W.-H. Zhang and Z. Rengel

Australian Journal of Plant Physiology 26(5) 401 - 409
Published: 1999


Disturbance of cytoplasmic Ca 2+ homeostasis, leading to breakdown in Ca 2+ -mediated signal transduction processes, has been suggested as a primary mechanism of aluminium (Al) rhizotoxicity in plants. To test this hypothesis, Al-related changes in cytoplasmic free activity of Ca 2+ ions ([Ca 2+ ] c ) in root apical cells of near-isogenic wheat (Triticum aestivum L.) lines differing in Al tolerance at a single locus were examined by visualising the Ca 2+ -sensitive probe Fluo-3 with confocal laser scanning microscopy.

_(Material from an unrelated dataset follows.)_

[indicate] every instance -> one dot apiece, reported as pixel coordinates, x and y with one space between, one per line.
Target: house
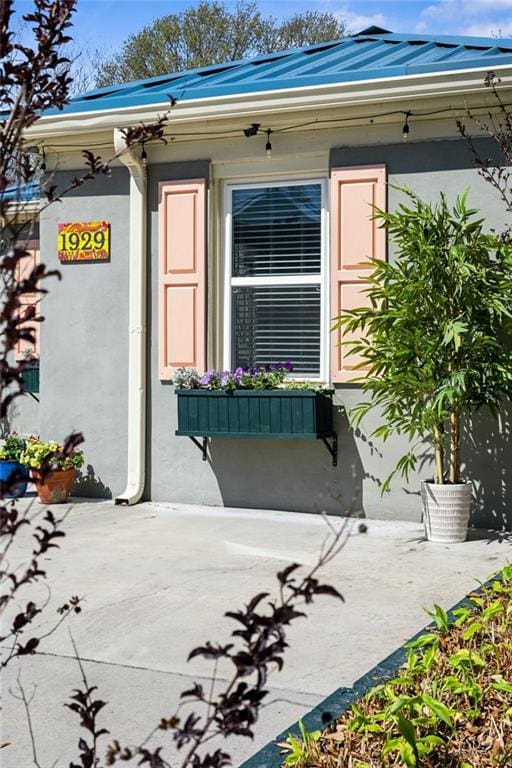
237 241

Exposure of roots to 50 µM AlCl 3 (pH 4.2) led to an increase in [Ca 2+ ] c of root apical cells in both Al-sensitive (ES8) and Al-tolerant (ET8) wheat lines. An increase in [Ca 2+ ] c was greater in ES8 than in ET8; after 1-h treatment with 50 µM AlCl 3 an increase in [Ca 2+ ] c was 48 and 27 % in ET8 and ES8, respectively. An increase in [Ca 2+ ] c of ES8 roots, but not ET8 roots, was observed upon treatment with 2.6 µM AlCl 3 (pH 4.5). Al-related increases in [Ca 2+ ] c were correlated with inhibition of root growth. The Al-induced increase in the [Ca 2+ ] c was reversible upon removing AlCl 3 . These findings provide direct evidence to support the hypothesis that Al interactions with cytoplasmic Ca 2+ are involved in the Al toxicity syndrome in plants.

Keywords: Triticum aestivum, cytosolic calcium, secondary messengers, rhizotoxicity, roots.